Снятый с места лес, бдящий на границе рутины, анархии и бури, гуляющий меж сигналами с мест и неопознанными объектами, щедро придвигал к Амалику смарагды и марс, и отсылки к сучьям и прутьям и шумел удивлением:
— Разве вы, господин Архив, не разглядели тех, кто крушил, топтал, вязал и ликовал?
Осадившие Амалика сорвиголовы неожиданно тушевались — в сорванный куш бакалаврской учености, додумывались до скромности — и смиренно сливались в одно лицо, и, продышав друг другу затылок, сбивались — в единого преемника… уклонялись — от несдержанных видений, галлюцинаций, иллюзий: Амалик, побивающий Амалика.

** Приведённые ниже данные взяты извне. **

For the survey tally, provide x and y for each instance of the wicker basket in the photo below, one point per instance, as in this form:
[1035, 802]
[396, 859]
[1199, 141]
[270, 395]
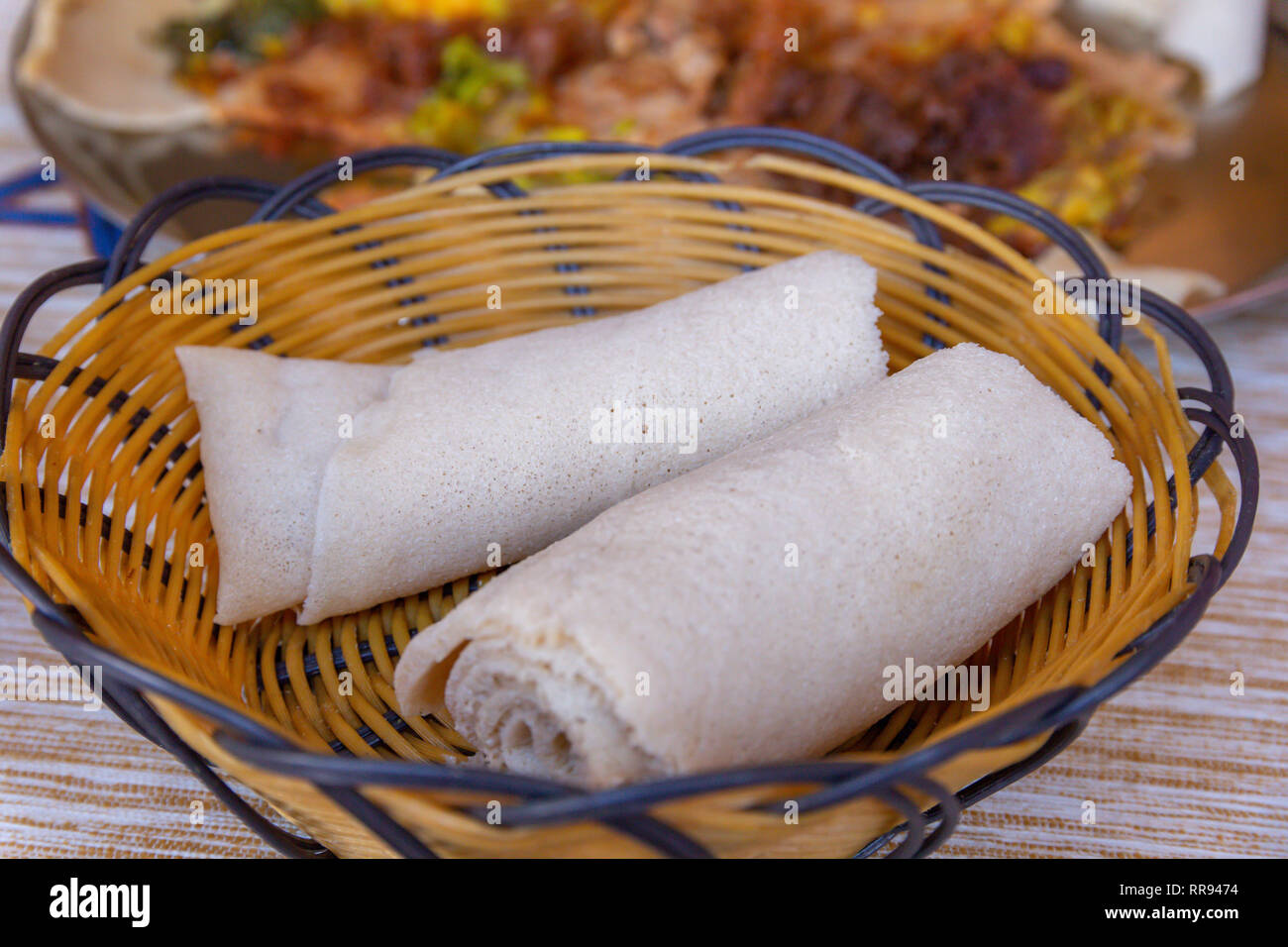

Архивариус, сам громящий архив…
— Я предпочел наказать вандалов, — сухо сообщил Павел Амалик. — И не впустил их приметы — ни в мою память, ни в мои дневники, завещанные в архивные свидетельства. Такова — моя месть!
Верзила каменная шинель, наскучив сушить на весу рукав с неподъемным ориентиром, чистила кием на грузе — скребки, лопаты, плиты ногтей.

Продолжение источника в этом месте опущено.